With the same logic came #80261 (which required #80295 beforehand) which kept the original document attributes Symbol with the "transformation information" instead of the transformed string. If you want to know more about how rustdoc works on doc comments formatting, @GuillaumeGomez wrote a blog post about it here. The idea here is once again to compute this "on demand" instead of storing the results ahead for (potential) usage.

Why did we not rely more on rustc internals earlier?

By now, you may be wondering why rustdoc didn't rely more on rustc internals before this cleanup. The answer is actually simple: rustdoc is old. When it was being written, rustc internals changed very frequently (even daily), making it very complicated for the rustdoc maintainers to keep up. To allow them to work without worrying too much about these changes, they decided to abstract the compiler internals so that they could then work with those rustdoc types without having breaking changes to worry about every day.

Since then, things got improved, the 1.0 version of Rust finally got released and things slowed down. Then, focus was mostly on adding new features to make rustdoc as great as possible. With the arrival of new rustdoc team members, we were finally able to get back on this aspect. It didn't make much sense to keep all those abstractions because the internals are somewhat stable now and we can all see the results. :)

Next Steps

As you saw from the displayed benchmarks, the results were strongly positive. However, we're still far from done. As we speak, we continue to simplify and rework a lot of the rustdoc source code.

Remove doctree altogether

This is the "useful work" (as opposed to unnecessary complexity) that doctree does today:

Detecting which items are publicly reachable. Ideally, this would just use compiler APIs, but those APIs are broken.
Inlining items that are only reachable from an export. 'Inlining' is showing the full documentation for an item at a re-export (pub use std::process::Command) instead of just showing the use statement. It's used pervasively by the standard library and facade crates like futures to show the relevant documentation in one place, instead of spread out across many crates. @jyn514 hopes this could be done in clean instead, but has no idea yet how to do it.
Moving macros from always being at the root of the crate to the module where they're accessible. For example, this macro:
```
#![crate_name="my_crate"]
#![feature(decl_macro)]
mod inner {
    pub macro m() {}
}
```
should be documented at my_crate::inner::m, but the compiler shows it at my_crate::m instead. The fix for this is an awful hack that goes through every module Rustdoc knows about to see if the name of the module matches the name of the macro's parent module. At some point in the future, it would be great to fix the compiler APIs so this is no longer necessary.

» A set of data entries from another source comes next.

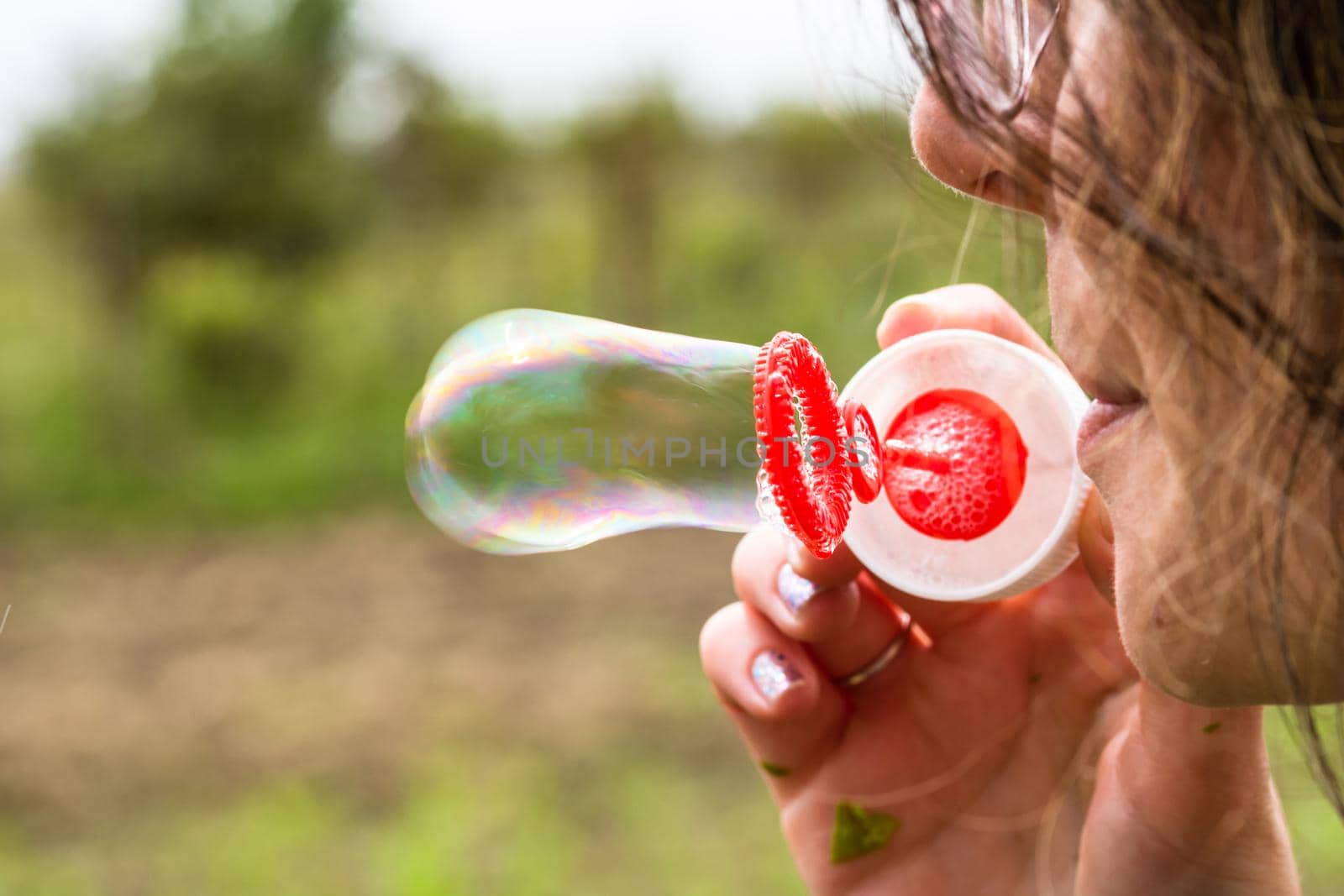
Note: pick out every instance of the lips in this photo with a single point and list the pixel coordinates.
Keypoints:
(1102, 421)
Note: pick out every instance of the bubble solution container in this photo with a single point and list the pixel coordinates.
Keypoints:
(544, 432)
(1035, 540)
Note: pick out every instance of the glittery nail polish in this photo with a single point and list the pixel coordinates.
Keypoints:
(795, 590)
(773, 674)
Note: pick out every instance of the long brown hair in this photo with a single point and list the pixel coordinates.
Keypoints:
(1267, 80)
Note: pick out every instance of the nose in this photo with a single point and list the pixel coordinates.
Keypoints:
(964, 160)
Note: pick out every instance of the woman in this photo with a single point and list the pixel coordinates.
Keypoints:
(1187, 161)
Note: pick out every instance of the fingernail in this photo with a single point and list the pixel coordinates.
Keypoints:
(773, 674)
(795, 590)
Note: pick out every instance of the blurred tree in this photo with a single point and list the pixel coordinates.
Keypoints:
(628, 149)
(225, 147)
(806, 156)
(443, 157)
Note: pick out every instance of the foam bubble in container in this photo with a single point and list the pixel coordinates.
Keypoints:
(1038, 537)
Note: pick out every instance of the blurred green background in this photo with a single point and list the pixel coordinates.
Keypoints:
(235, 660)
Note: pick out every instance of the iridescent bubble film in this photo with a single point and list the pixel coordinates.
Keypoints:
(544, 432)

Giant thank you to @danielhenrymantilla both for writing up the fix, and discovering and fixing several other macro-related bugs along the way!

If all these issues could be fixed, that would be an even bigger speedup - there would be no need to walk the tree in the first place!

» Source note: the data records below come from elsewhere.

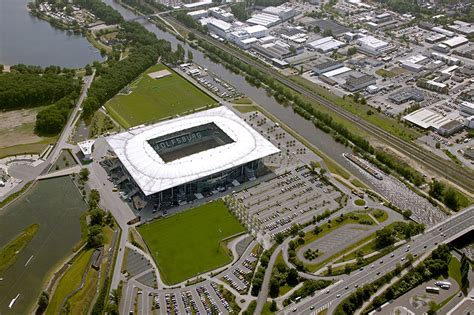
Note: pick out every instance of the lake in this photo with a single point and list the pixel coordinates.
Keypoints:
(30, 40)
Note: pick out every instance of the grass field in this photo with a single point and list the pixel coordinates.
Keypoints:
(70, 281)
(378, 119)
(151, 100)
(189, 243)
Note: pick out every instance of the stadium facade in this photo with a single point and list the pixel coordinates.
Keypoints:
(184, 158)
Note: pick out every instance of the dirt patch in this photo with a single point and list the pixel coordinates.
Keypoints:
(17, 127)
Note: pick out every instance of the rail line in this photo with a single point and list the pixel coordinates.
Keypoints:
(463, 178)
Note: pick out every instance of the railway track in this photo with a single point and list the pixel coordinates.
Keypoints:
(462, 177)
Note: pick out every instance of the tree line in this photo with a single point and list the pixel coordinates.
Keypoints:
(436, 264)
(103, 11)
(146, 49)
(321, 120)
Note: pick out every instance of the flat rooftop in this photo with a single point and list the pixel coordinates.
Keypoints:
(185, 149)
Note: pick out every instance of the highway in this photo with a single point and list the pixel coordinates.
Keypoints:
(461, 177)
(420, 245)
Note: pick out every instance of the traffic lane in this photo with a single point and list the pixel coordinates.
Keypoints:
(450, 228)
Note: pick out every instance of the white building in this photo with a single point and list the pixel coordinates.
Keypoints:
(371, 45)
(86, 148)
(257, 31)
(326, 44)
(283, 12)
(199, 14)
(191, 154)
(456, 41)
(466, 108)
(221, 14)
(264, 19)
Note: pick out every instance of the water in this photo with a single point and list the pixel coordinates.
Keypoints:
(30, 40)
(56, 205)
(319, 139)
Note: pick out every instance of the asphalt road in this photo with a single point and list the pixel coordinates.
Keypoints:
(447, 169)
(420, 245)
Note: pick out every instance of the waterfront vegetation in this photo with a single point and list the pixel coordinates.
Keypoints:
(321, 117)
(9, 252)
(69, 281)
(192, 236)
(150, 99)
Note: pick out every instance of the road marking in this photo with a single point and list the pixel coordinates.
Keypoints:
(13, 301)
(29, 260)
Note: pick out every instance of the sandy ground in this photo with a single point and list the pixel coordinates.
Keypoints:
(16, 127)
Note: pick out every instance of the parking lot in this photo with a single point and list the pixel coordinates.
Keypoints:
(203, 298)
(210, 81)
(405, 199)
(293, 197)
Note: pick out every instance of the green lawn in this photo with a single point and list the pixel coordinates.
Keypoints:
(70, 281)
(153, 99)
(189, 243)
(389, 124)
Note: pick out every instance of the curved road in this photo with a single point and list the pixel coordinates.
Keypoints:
(461, 177)
(423, 244)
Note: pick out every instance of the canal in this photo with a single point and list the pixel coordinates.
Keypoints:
(318, 138)
(56, 206)
(30, 40)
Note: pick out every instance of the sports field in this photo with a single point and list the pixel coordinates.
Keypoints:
(189, 243)
(153, 99)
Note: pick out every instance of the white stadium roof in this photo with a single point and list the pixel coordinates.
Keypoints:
(153, 175)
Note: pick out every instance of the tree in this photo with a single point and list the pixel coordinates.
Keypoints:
(327, 32)
(94, 198)
(88, 69)
(292, 277)
(352, 51)
(43, 302)
(407, 214)
(329, 268)
(451, 199)
(384, 237)
(273, 306)
(436, 189)
(97, 217)
(84, 174)
(274, 289)
(95, 238)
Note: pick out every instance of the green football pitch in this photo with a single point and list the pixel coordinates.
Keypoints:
(189, 243)
(153, 99)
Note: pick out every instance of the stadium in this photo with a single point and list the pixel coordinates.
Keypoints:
(190, 157)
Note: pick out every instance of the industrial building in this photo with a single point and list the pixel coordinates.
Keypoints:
(355, 83)
(326, 66)
(282, 11)
(456, 41)
(264, 19)
(178, 159)
(405, 95)
(466, 108)
(426, 119)
(326, 44)
(372, 46)
(221, 14)
(219, 27)
(450, 128)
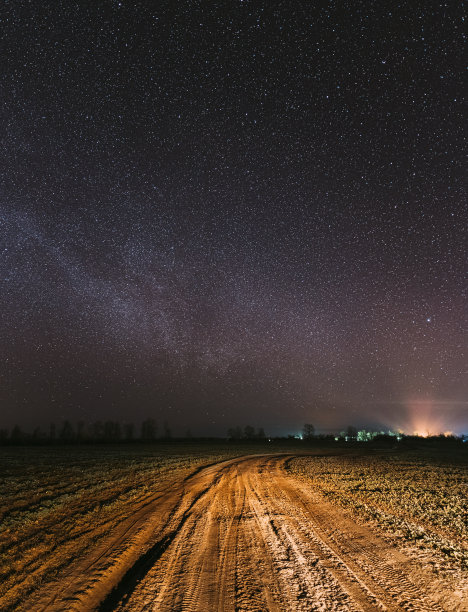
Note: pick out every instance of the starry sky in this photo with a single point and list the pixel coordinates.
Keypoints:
(229, 212)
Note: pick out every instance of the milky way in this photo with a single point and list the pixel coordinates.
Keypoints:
(222, 213)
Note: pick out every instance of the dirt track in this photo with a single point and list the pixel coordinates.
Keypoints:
(243, 535)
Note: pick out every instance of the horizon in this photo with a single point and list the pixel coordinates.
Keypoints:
(221, 213)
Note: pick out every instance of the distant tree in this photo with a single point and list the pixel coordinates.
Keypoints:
(167, 434)
(129, 429)
(16, 435)
(80, 430)
(308, 431)
(67, 433)
(112, 431)
(234, 433)
(37, 435)
(148, 430)
(96, 431)
(249, 432)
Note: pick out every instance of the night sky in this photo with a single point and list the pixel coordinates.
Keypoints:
(223, 213)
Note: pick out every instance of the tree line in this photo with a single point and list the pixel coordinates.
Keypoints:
(80, 432)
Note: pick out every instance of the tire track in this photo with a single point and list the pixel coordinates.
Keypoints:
(243, 535)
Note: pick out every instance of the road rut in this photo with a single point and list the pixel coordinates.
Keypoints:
(244, 535)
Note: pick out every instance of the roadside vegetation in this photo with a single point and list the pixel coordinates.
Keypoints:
(58, 503)
(418, 497)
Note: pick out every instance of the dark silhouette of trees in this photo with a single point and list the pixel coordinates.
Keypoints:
(129, 430)
(149, 430)
(234, 433)
(112, 431)
(167, 434)
(67, 433)
(16, 435)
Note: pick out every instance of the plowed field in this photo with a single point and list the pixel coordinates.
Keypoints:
(244, 534)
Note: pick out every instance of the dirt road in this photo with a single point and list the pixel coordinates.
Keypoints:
(243, 535)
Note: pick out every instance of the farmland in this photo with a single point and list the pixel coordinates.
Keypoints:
(419, 498)
(226, 528)
(58, 504)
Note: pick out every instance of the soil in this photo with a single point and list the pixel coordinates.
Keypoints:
(243, 535)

Continue to shrink `clean::Item`

Most of the existing cleanups have been focused on calculating info on-demand that's used for every item in rustdoc, since that has the greatest impact. There are still lots of other parts that are calculated ahead of time, though: in particular ItemKind goes completely through clean before starting to render the documentation.

Speed up `collect_blanket_impls`

One of the slowest functions in all of rustdoc is a function called get_auto_trait_and_blanket_impls. On crates with many blanket implementation, such as stm32-generated crates, this can take almost half of the total time rustdoc spends on the crate.

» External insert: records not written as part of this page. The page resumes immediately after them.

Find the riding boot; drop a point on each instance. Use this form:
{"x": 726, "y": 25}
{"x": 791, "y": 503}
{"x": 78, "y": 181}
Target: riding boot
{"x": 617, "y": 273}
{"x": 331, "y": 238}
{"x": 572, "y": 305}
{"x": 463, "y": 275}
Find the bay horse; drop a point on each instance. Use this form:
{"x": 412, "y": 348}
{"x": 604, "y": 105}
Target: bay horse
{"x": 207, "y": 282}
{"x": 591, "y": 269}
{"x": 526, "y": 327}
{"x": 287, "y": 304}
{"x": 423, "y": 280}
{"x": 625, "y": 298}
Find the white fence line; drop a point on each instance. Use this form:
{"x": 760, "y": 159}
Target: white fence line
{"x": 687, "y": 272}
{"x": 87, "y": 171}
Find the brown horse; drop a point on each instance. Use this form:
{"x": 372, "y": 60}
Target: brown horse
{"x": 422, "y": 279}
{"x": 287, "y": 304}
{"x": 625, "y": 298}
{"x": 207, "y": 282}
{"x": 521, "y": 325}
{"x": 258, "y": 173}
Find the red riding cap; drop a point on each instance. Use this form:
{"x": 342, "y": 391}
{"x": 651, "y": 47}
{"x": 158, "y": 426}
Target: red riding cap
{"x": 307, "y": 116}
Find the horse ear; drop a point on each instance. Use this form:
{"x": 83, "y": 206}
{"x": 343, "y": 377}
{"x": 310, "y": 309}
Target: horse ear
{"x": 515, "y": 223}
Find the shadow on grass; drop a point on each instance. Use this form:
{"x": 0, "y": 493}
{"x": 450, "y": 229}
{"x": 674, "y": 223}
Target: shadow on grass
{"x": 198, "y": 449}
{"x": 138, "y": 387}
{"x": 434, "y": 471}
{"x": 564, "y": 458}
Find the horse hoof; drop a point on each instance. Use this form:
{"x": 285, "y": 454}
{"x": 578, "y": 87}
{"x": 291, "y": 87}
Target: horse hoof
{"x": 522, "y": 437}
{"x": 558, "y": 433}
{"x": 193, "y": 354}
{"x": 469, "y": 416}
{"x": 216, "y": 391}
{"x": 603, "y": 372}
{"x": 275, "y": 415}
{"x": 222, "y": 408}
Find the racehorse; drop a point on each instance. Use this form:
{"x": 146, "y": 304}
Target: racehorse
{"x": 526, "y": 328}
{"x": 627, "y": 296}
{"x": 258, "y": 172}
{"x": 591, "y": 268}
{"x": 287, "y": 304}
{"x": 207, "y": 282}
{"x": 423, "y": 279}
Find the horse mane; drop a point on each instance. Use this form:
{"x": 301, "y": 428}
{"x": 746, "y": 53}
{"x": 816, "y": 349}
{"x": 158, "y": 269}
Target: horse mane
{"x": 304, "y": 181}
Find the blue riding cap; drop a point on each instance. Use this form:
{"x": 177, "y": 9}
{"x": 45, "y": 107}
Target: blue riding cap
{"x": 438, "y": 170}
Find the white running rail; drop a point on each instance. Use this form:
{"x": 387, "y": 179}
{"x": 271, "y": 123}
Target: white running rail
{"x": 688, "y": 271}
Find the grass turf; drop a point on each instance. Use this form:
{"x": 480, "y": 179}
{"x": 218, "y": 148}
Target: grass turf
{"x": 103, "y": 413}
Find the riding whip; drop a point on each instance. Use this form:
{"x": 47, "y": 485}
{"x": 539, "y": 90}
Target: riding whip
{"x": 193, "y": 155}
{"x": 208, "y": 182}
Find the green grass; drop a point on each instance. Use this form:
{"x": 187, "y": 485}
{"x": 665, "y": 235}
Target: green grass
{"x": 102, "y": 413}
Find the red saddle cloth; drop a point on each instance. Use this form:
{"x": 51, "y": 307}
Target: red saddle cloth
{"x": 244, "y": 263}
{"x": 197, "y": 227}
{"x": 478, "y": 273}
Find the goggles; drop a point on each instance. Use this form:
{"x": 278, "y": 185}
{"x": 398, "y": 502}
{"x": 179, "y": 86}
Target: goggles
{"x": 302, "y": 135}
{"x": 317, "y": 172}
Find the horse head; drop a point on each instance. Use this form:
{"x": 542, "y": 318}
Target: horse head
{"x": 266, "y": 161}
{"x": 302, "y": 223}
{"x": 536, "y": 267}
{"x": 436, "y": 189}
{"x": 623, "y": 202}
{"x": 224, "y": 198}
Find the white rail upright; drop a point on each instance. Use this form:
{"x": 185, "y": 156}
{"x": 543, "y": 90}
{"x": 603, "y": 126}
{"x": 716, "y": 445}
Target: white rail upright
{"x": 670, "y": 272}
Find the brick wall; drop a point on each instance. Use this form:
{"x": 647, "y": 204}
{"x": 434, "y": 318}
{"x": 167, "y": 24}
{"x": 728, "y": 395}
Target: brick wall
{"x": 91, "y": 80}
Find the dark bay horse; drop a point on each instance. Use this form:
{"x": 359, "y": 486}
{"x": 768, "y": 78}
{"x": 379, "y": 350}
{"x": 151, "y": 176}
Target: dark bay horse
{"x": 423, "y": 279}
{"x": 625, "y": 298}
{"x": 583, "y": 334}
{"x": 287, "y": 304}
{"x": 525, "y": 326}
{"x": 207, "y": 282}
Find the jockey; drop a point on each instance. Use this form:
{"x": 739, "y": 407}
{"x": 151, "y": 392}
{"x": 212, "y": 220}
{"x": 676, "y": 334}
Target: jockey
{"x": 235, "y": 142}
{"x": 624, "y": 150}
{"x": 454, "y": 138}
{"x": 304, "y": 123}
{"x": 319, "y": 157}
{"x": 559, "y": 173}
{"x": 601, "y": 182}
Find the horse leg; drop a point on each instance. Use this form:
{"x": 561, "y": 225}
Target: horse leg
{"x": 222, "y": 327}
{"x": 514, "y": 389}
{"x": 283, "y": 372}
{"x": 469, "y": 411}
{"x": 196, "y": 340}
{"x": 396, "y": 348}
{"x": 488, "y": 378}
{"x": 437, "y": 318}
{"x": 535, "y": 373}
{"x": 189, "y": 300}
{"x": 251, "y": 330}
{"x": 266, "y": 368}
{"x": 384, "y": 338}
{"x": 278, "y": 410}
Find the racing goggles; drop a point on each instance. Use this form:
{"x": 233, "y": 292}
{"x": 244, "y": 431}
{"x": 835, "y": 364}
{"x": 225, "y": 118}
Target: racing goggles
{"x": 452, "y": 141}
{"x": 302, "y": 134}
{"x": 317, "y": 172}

We are not sure yet how to speed this up, but there is definitely lots of room for improvement. If you're interested in working on this, please reach out on Zulip.

Overall, rustdoc is making rapid progress in performance, but there is still a lot more work to be done.

Errata

An earlier version of the blog post described the section on slimming doctree as "Burning down the tree". The name was changed to be more environmentally friendly.